Film remaja Korea Selatan selalu punya cara sederhana untuk membuat hati penonton ikut berdebar. “We, Everyday” hadir sebagai salah satu kisah yang terasa dekat dengan kehidupan banyak orang—tentang persahabatan masa kecil yang perlahan berubah bentuk, tentang cinta pertama yang kikuk, dan tentang kebingungan khas usia tujuh belas tahun. Dibintangi Kim Sae-ron sebagai Han Yeo-Wool dan Lee Chae-min sebagai Oh Ho-su, film ini mengajak penonton kembali ke masa ketika perasaan terasa begitu baru sekaligus membingungkan.
Disutradarai Kim Min-jae dan diadaptasi dari webtoon populer di Kakao Page, “We, Everyday” mengikuti kisah Yeo-Wool, siswi SMA yang mencintai basket dan tumbuh bersama dua sahabatnya, Ho-su dan Joon-yeon (Choi Yu-ju). Persahabatan mereka berubah arah ketika Ho-su tiba-tiba mengungkapkan perasaannya tepat sebelum hari pertama masuk SMA. Yeo-Wool yang terkejut hanya mampu menjawab bahwa Ho-su adalah “teman baik, tidak lebih.” Sejak saat itu, hubungan mereka menjadi canggung.
Takdir kemudian mempertemukan mereka kembali di sekolah dan kelas yang sama. Di tengah hubungan yang renggang itu, Yeo-Wool diam-diam menyukai Ho-jae (Ryu Ui-Hyun), pemain terbaik di tim basket putra sekolah. Dari sinilah benih cinta segitiga tumbuh—di lapangan basket, di lorong sekolah, dan di momen-momen kecil yang terasa sangat remaja.
Salah satu kekuatan utama film ini terletak pada akting Kim Sae-ron. Ia memerankan Yeo-Wool dengan emosi yang terasa alami—rapuh, tetapi juga tegar, seperti remaja yang sedang mencari jati diri. Senyawa antara Kim Sae-ron dan Lee Chae-min juga cukup meyakinkan, meski alur cerita berjalan dengan tempo yang relatif tenang. Dinamika mereka terasa seperti percakapan lama antara dua teman yang tiba-tiba menyadari bahwa perasaan di antara mereka tidak lagi sama.

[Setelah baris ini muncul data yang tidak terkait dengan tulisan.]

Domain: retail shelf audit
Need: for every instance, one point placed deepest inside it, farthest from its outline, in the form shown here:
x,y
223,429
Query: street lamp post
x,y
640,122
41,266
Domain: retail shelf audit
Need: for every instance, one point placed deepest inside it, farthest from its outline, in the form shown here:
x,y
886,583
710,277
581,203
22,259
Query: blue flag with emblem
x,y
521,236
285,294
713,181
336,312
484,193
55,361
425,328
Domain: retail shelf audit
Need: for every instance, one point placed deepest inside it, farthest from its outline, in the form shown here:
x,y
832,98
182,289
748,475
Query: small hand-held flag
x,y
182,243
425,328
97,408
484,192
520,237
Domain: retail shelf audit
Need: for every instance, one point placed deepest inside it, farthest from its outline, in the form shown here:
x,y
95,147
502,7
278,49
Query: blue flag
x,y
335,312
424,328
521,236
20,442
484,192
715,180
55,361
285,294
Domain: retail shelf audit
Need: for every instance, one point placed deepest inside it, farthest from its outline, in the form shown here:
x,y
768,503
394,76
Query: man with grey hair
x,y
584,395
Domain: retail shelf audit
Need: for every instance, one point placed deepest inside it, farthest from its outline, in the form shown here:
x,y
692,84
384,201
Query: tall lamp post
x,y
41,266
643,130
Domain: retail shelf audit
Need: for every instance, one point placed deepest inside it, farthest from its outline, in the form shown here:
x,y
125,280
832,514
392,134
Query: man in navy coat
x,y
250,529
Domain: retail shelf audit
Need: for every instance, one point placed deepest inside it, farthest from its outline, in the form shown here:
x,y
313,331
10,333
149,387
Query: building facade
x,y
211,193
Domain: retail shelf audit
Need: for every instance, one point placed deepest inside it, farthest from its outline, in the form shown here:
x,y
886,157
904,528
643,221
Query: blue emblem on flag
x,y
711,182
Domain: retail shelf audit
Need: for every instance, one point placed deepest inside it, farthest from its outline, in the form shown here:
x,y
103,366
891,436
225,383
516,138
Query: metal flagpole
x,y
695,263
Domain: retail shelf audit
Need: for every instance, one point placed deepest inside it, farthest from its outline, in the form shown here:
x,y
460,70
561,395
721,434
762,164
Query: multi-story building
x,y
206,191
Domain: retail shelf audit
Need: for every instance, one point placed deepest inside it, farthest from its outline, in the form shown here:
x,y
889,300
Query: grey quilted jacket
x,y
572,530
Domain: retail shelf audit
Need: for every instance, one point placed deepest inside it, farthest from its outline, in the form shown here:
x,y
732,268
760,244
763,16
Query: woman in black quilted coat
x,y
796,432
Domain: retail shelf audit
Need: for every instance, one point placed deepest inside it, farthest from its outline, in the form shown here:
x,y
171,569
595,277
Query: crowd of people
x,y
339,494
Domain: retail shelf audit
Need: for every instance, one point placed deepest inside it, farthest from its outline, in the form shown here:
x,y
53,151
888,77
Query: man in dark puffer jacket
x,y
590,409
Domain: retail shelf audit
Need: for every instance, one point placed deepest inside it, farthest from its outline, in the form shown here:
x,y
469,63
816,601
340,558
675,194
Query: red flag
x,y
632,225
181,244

Yang membuat “We, Everyday“ terasa hangat adalah kesederhanaannya. Tidak ada konflik besar atau drama berlebihan. Dunia para tokohnya dibangun dari hal-hal kecil yang akrab: bermain basket bersama, memasak ramyeon sepulang sekolah, atau saling bercerita tentang masalah keluarga. Justru keseharian inilah yang membuat film terasa dekat—seolah penonton sedang membuka kembali album kenangan masa remaja.
Meski begitu, film ini tidak sepenuhnya mulus. Beberapa adegan terasa tiba-tiba dan kurang berkembang. Salah satunya adalah tindakan Ho-su yang terasa sedikit di luar karakter, serta perubahan sikap Ho-jae yang tidak dijelaskan dengan jelas. Hal-hal kecil ini membuat alurnya sesekali terasa janggal.
Film ini juga memiliki nilai emosional tersendiri karena menjadi karya terakhir Kim Sae-ron sebelum ia meninggal pada Februari 2025. Produksi “We, Everyday” sebenarnya telah selesai sejak 2021, namun baru diumumkan perilisannya pada akhir 2025. Dengan demikian, film ini terasa seperti kapsul waktu yang menyimpan potongan perjalanan karier sang aktris.
Bagi penggemar Lee Chae-min, film ini juga menarik karena memperlihatkan fase awal kariernya sebelum ia melejit lewat drama hit tvN Bon “Appetit, Your Majesty” (2025) dan peran antagonisnya dalam serial Netflix “Cashero“. Melihatnya kembali sebagai remaja canggung di film ini memberi nuansa nostalgia tersendiri.
Dengan cinta segitiga, salah paham yang emosional, serta atmosfer sekolah yang penuh kenangan, “We, Everyday” mungkin tidak menawarkan kisah yang spektakuler. Namun justru dalam kesederhanaannya, film ini terasa jujur—seperti catatan kecil tentang masa ketika perasaan pertama kali belajar tumbuh.
Bagi penonton yang menyukai kisah cinta remaja ala K-movie dan drama sekolah yang hangat, film ini layak masuk daftar tonton. “We, Everyday” telah tayang di Indonesia mulai 11 Maret 2026.